Shalaka Pariksha
- Type: Examination
- Skills tested: Knowledge of Manuscripts
- Purpose: Graduation Degree
- Regions: Mithila
- Languages: Sanskrit
- Prerequisites: Well versed in manuscripts

= Shalaka Pariksha =

Examination system for graduates in ancient university of Mithila

Shalaka Pariksha (Sanskrit: शलाका परीक्षा, Romanised: Śalākāparīkṣā) was an examination system for graduation degree in ancient Mithila.

== Etymology ==
Śalākāparīkṣā is a compound Sanskrit word made of two terms Shalaka and Pariksha. Shalaka means needle or pin and Pariksha means examination.

== Description ==
It is said that the graduation examination system, called the Shalaka Pariksha, in ancient Mithila was very strict. In this examination a needle was pierced in manuscripts, and the student had to explain the page where the needle was stopped. It was done as that the student was expected to be well versed and prepared thorough with the entirety of the texts.
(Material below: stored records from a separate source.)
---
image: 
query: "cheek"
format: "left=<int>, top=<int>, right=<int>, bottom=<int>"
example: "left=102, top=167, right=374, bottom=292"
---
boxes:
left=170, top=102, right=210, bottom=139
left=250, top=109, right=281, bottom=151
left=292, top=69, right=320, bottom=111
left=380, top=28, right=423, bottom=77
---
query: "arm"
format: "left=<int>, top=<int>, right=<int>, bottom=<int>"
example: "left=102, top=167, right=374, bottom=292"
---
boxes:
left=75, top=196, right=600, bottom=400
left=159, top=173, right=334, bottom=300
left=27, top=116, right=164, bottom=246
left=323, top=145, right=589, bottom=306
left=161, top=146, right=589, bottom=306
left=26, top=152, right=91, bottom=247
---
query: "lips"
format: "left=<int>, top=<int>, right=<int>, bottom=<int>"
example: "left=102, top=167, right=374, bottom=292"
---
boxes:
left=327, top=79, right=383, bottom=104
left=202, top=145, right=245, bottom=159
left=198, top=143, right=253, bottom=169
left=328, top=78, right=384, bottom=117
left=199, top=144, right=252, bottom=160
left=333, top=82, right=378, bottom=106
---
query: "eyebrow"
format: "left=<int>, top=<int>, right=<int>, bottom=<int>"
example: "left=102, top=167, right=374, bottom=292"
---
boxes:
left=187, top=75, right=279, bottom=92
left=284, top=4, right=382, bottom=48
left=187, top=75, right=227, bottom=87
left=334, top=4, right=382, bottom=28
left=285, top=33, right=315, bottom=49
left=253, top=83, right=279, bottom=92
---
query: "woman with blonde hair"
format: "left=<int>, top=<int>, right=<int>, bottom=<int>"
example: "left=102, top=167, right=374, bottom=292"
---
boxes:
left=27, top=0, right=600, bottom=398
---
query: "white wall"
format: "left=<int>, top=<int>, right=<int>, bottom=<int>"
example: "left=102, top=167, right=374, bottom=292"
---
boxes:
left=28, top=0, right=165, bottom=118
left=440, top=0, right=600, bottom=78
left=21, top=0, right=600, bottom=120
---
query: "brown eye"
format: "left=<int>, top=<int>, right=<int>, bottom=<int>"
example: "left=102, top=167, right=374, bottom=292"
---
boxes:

The examination system was reflourished during the 13th century CE in Mithila. In terms of difficulty, it was at the same level as the entrance tests for Nalanda and Vikramshila, which were conducted by their Dvara Pandits.

== Modern Era ==
In the modern era, the examination system of Shalaka Pariksha has been revived by some traditional education institutions in India. In recent years Central Sanskrit University has started Shalaka Pariksha in seven subjects. These subjects are literature, grammar, Nyaya Shastra, Theory of Astrology, Vedanta, History of Puranas and Mimansa Shastra.

In 2023, Ramanreti Ashram at Mahavan in Mathura district conducted All India Sanskrit Bharati Shalaka Pariksha in nine subjects at its campus. In this examination 286 students from different parts of the country were registered but only 125 students took part in the examination. In 2024, Shalaka Pariksha was organised jointly by Sanskrit Bharati Uttar Pradesh Trust and Guru Karshni Vidya Bhavan Kashi on 25th February at Shree Karshni Ashram, Ramanreti Mahavan. The present National Convener of All India Sanskrit Shalaka Pariksha is Professor Dr Shivshankar Mishra of Shri Lal Bahadur Shastri National Sanskrit University.